Holy Things and Profane: Anglican Parish Churches in Colonial Virginia
In this prizewinning book, Dell Upton interweaves architectural and cultural history to create a vivid new picture of colonial Virginia. Lavishly illustrated with photographs and drawings, the book examines the architecture, decoration, and furniture of Virginia`s Anglican churches as expressions of eighteenth-century life and society..
Price: $5.62 [Notify me when price goes down.]


Murder Most Catholic: Divine Tales of Profane Crimes (Murder Most)
The murder mysteries that make up this unusual anthology all have one thing in common: the hero or heroine who solves the crime is a Catholic cleric. Perhaps that should not be surprising, for since the time of G. K. Chesterton those who have explored stories with a religious belief or background have tended to place them in the Middle Ages. And during that time most Christians were in one way or another connected to the Catholic church. From Chesterton’s classic priest-turned-detective Father Brown to Peter Tremayne’s historical Celtic nun and lawyer, Sister Fidelma, religious men and women put aside their professional duties for a moment to take up an altogether different vocation for a short time—that of detective and solver of crimes unspeakable. The stories in this collection of Catholic clerical sleuthing includes:

"Whispers of the Dead" by Peter Tremayne • "Bless Me Father, For I Have Sinned" by Ed Gorman • "Death by Fire" by Anne Perry and Malachi Saxon • "The Arrow of Ice" by Edward D. Hoch • "The Rag and Bone Man" by Lillian Stewart Carl • "Divine Justice" by Charles Meyer • "Cemetery of the Innocents" by Stephen Dentinger • "Veronica’s Veil" by Monica Quill • "Lowly Death" by Margaret Frazer • "Ex Libris" by Kate Gallison • "A Clerical Error" by Michael Jecks • "Through a Glass, Darkly" by Kate Charles • "The Knight’s Confession" by P. C. Doherty • "The Shorn Lamb" by Ralph McInerny.
Price: $8.41 [Notify me when price goes down.]
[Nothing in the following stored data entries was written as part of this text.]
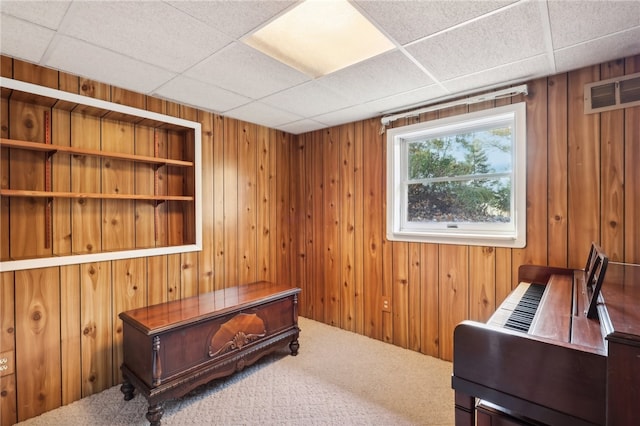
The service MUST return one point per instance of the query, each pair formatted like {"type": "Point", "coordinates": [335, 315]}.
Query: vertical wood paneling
{"type": "Point", "coordinates": [298, 216]}
{"type": "Point", "coordinates": [4, 180]}
{"type": "Point", "coordinates": [8, 413]}
{"type": "Point", "coordinates": [557, 170]}
{"type": "Point", "coordinates": [373, 228]}
{"type": "Point", "coordinates": [612, 178]}
{"type": "Point", "coordinates": [247, 209]}
{"type": "Point", "coordinates": [117, 177]}
{"type": "Point", "coordinates": [632, 175]}
{"type": "Point", "coordinates": [129, 292]}
{"type": "Point", "coordinates": [27, 231]}
{"type": "Point", "coordinates": [206, 256]}
{"type": "Point", "coordinates": [85, 177]}
{"type": "Point", "coordinates": [358, 200]}
{"type": "Point", "coordinates": [584, 169]}
{"type": "Point", "coordinates": [331, 227]}
{"type": "Point", "coordinates": [144, 176]}
{"type": "Point", "coordinates": [283, 191]}
{"type": "Point", "coordinates": [37, 312]}
{"type": "Point", "coordinates": [482, 279]}
{"type": "Point", "coordinates": [346, 228]}
{"type": "Point", "coordinates": [316, 242]}
{"type": "Point", "coordinates": [537, 218]}
{"type": "Point", "coordinates": [97, 327]}
{"type": "Point", "coordinates": [217, 165]}
{"type": "Point", "coordinates": [230, 164]}
{"type": "Point", "coordinates": [454, 293]}
{"type": "Point", "coordinates": [263, 200]}
{"type": "Point", "coordinates": [70, 337]}
{"type": "Point", "coordinates": [430, 300]}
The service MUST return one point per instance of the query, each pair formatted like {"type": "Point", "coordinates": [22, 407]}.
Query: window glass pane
{"type": "Point", "coordinates": [479, 152]}
{"type": "Point", "coordinates": [474, 200]}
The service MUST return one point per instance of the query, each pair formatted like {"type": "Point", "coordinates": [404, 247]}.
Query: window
{"type": "Point", "coordinates": [459, 180]}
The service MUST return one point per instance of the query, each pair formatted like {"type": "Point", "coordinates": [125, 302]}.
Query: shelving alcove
{"type": "Point", "coordinates": [86, 180]}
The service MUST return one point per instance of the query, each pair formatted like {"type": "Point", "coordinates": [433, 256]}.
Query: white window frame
{"type": "Point", "coordinates": [512, 234]}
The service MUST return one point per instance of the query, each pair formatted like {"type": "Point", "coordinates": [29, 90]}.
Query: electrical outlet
{"type": "Point", "coordinates": [386, 304]}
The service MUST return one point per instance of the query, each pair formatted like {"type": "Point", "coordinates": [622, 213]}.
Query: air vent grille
{"type": "Point", "coordinates": [614, 93]}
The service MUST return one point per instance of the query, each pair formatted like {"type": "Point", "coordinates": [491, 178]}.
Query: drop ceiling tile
{"type": "Point", "coordinates": [408, 21]}
{"type": "Point", "coordinates": [411, 99]}
{"type": "Point", "coordinates": [576, 22]}
{"type": "Point", "coordinates": [259, 113]}
{"type": "Point", "coordinates": [234, 18]}
{"type": "Point", "coordinates": [597, 51]}
{"type": "Point", "coordinates": [198, 94]}
{"type": "Point", "coordinates": [44, 13]}
{"type": "Point", "coordinates": [516, 72]}
{"type": "Point", "coordinates": [381, 76]}
{"type": "Point", "coordinates": [83, 59]}
{"type": "Point", "coordinates": [302, 126]}
{"type": "Point", "coordinates": [152, 32]}
{"type": "Point", "coordinates": [244, 70]}
{"type": "Point", "coordinates": [308, 99]}
{"type": "Point", "coordinates": [348, 115]}
{"type": "Point", "coordinates": [511, 35]}
{"type": "Point", "coordinates": [22, 39]}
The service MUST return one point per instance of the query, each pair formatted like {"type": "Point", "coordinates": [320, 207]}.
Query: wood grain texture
{"type": "Point", "coordinates": [37, 312]}
{"type": "Point", "coordinates": [431, 286]}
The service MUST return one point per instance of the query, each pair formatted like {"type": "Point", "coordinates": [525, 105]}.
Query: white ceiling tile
{"type": "Point", "coordinates": [379, 77]}
{"type": "Point", "coordinates": [22, 39]}
{"type": "Point", "coordinates": [407, 21]}
{"type": "Point", "coordinates": [260, 113]}
{"type": "Point", "coordinates": [302, 126]}
{"type": "Point", "coordinates": [575, 22]}
{"type": "Point", "coordinates": [501, 76]}
{"type": "Point", "coordinates": [601, 50]}
{"type": "Point", "coordinates": [308, 99]}
{"type": "Point", "coordinates": [193, 92]}
{"type": "Point", "coordinates": [509, 36]}
{"type": "Point", "coordinates": [80, 58]}
{"type": "Point", "coordinates": [153, 32]}
{"type": "Point", "coordinates": [409, 99]}
{"type": "Point", "coordinates": [347, 115]}
{"type": "Point", "coordinates": [246, 71]}
{"type": "Point", "coordinates": [234, 18]}
{"type": "Point", "coordinates": [44, 13]}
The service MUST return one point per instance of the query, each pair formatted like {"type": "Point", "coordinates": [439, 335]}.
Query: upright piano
{"type": "Point", "coordinates": [555, 363]}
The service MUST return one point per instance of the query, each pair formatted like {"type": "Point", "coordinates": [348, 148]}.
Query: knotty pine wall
{"type": "Point", "coordinates": [583, 185]}
{"type": "Point", "coordinates": [310, 210]}
{"type": "Point", "coordinates": [61, 324]}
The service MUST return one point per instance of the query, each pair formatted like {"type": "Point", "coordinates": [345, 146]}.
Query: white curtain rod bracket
{"type": "Point", "coordinates": [498, 94]}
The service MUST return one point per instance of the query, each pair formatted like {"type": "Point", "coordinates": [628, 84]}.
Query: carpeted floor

The Rich and the Profane (Lovejoy Mystery)
Lovejoy's search for a missing painting and a missing friend--Gesso the cat burglar--takes him on a wild adventure to the Channel Islands. He hopes to keep a low profile by masquerading as Jonno Rant, an island local, but that plan backfires when the local police start to keep tabs on him and the real Jonno Rant shows up. Can Lovejoy stay one step ahead of Rant and the police? Soon, just staying alive becomes a juggling act for the irrepressible Lovejoy.

"A welcome return of one of the most unusual characters in mysteryland."-- Publishers Weekly (starred review).